Indépendamment de la disponibilité des médicaments anesthésiants en France, nous savons qu'il existe très peu de fabricants de médicaments dans notre pays. Nous avons beaucoup de contrats avec l'étranger. Nous nous sommes retrouvés en rupture d'approvisionnement pour des antibiotiques classiques. Il faudra probablement réfléchir aux lieux de fabrication des médicaments et aux chaînes d'approvisionnement associées, pour éviter de perpétuer les pénuries ou les tensions d'approvisionnement à l'avenir.

En tant que cheffe de service, je reçois toutes les instructions et toutes les alertes de l'AP-HP. Or je n'ai pas du tout eu connaissance d'instructions relatives à la suspension d'interventions chirurgicales liée à une pénurie de médicaments anesthésiants, mais je ne me prononce qu'à mon niveau. Je ne suis pas chirurgien ni réanimateur chirurgical.

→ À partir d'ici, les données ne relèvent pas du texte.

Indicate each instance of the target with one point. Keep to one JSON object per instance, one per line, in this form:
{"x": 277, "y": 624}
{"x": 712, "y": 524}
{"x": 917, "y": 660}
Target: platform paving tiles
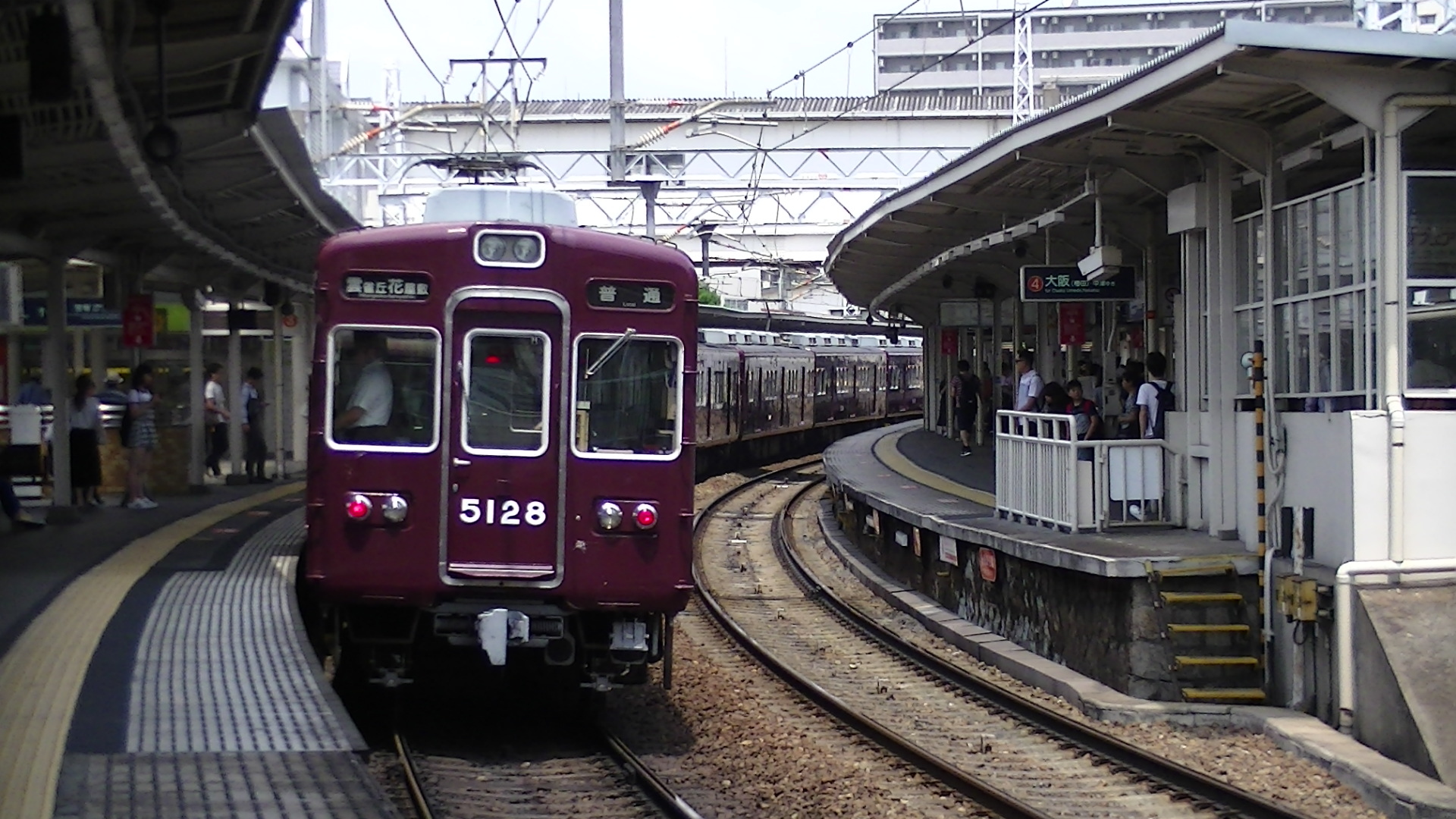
{"x": 218, "y": 786}
{"x": 228, "y": 716}
{"x": 223, "y": 667}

Faisons-nous la course en tête ? La science n'est pas un sprint, mais une course de fond où chacun alimente les connaissances à l'aide de son travail. Cela ne m'importe pas de savoir que les Chinois sont premiers, ou les Américains premiers ou deuxièmes, et que la France serait « à la traîne ». En matière de publications scientifiques, la France fait partie du trio de tête des productions de connaissances sur l'hépatite C et le VIH. Nous avons produit dans ces domaines une science de grande qualité scientifique internationale, et nous sommes nombreux à intervenir fréquemment à l'international sur ces questions de santé.

En Île-de-France et dans le Grand Est, transférer des patients en réanimation en TGV vers des régions connaissant un nombre de cas plus faible nous a sauvés. Cela a permis d'augmenter le nombre de lits de réanimation. Lorsqu'il existait des capacités de réanimation ailleurs sur le territoire, et que les patients étaient stabilisés, les y envoyer au moyen de ponts aériens ou ferroviaires me semble avoir été une excellente idée. Dans le même temps, en fonction de l'augmentation de la propagation de l'épidémie nous avons été capables d'ouvrir des services de réanimation pour, en définitive, faire face.

Je connais bien la thématique de l'élimination de l'hépatite C, pour avoir travaillé longtemps bénévolement pour Médecins du Monde dans les pays asiatiques, sur le VIH et les hépatites virales. J'ai participé, avec le Medicines Patent Pool et Médecins du Monde, au combat pour l'accès aux traitements de l'hépatite C, notamment l'accès aux génériques, aux prix les plus faibles possibles, et pour la cassure du monopole de Gilead sur ces traitements. Vous parlez donc à une convaincue. Je ne crois pas avoir dit – et je m'excuse si mon discours l'a laissé entendre – que le laboratoire était merveilleux dans tout ce qu'il avait fait.

Le traitement de l'hépatite C coûte désormais 17 000 euros avec des médicaments d'un autre laboratoire, et moins de 40 000 euros avec les médicaments du laboratoire Gilead.

L'articulation entre réseaux hospitaliers et structures de recherche est très importante. Nous avons des efforts à faire sur ce plan, notamment pour travailler plus étroitement avec les centres hospitaliers généraux (CHG) – maillage hospitalier indispensable sur le territoire national. La coopération de recherche avec ces structures est sans doute perfectible. Je l'ai bien vu avec les essais thérapeutiques, qui ont été ouverts principalement dans les CHU alors que beaucoup de nos concitoyens ont été pris en charge dans les CHG. Il faudra s'améliorer sur ce plan.

Devons-nous nous attendre à des pénuries de médicaments, notamment dans l'hypothèse de survenue d'une deuxième vague ? La grippe de Hong-Kong dans les années 1968-1969 a duré deux ans. Il est peu probable que nous parvenions à relocaliser la fabrication de médicaments en l'espace de six à sept mois. Toutefois, il faudra probablement aller dans cette direction dans les années à venir. N'étant pas spécialiste de ces questions, je me positionne sur ce point en tant que citoyenne.